So I'm working with data from csv-files that are a bit chaotic. Lot's of duplicate rows with the last two values constituting what should be a separate header and data in that column, like this:
ID | Name | Date | field4 | field5 |
---|---|---|---|---|
1 | John | 21-03-23 | Flavour | Strawberry |
1 | John | 21-03-23 | Location | Kitchen |
2 | Jane | 21-04-18 | Flavour | Lime |
2 | Jane | 21-04-18 | Location | Basement |
I've cleaned data in Access up until now with just a INSTER INTO statement, since all duplicate rows with the same primary key will be overlooked. A query like this:
INSERT INTO b (ID, Name, Date, field4, field5)

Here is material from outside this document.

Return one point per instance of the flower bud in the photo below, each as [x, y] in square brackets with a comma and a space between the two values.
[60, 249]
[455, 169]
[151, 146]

SELECT a.ID, a.Name, a.Date, a.field4, a.field5
FROM a;
,which returns something like this:
ID | Name | Date | field4 | field5 |
---|---|---|---|---|
1 | John | 21-03-23 | Flavour | Strawberry |
2 | Jane | 21-04-18 | Flavour | Lime |
However, now I would need all the different values in field4 and field5 to be transformed into new columns, so the data won't be lost. Like this:
ID | Name | Date | Flavour | Location |
---|---|---|---|---|
1 | John | 21-03-23 | Strawberry | Kitchen |
2 | Jane | 21-04-18 | Lime | Basement |
How can this be done in SQL?
Use conditional aggregation:
select id, name, date,
max(iif(field4 = "Flavour", field5, null)) as flavour,
max(iif(field4 = "Location", field5, null)) as Location
from t
group by id, name, date;
This assumes that you know the columns that you want in the result set. If not, you would need to generate the query string in some way to do a more dynamic query.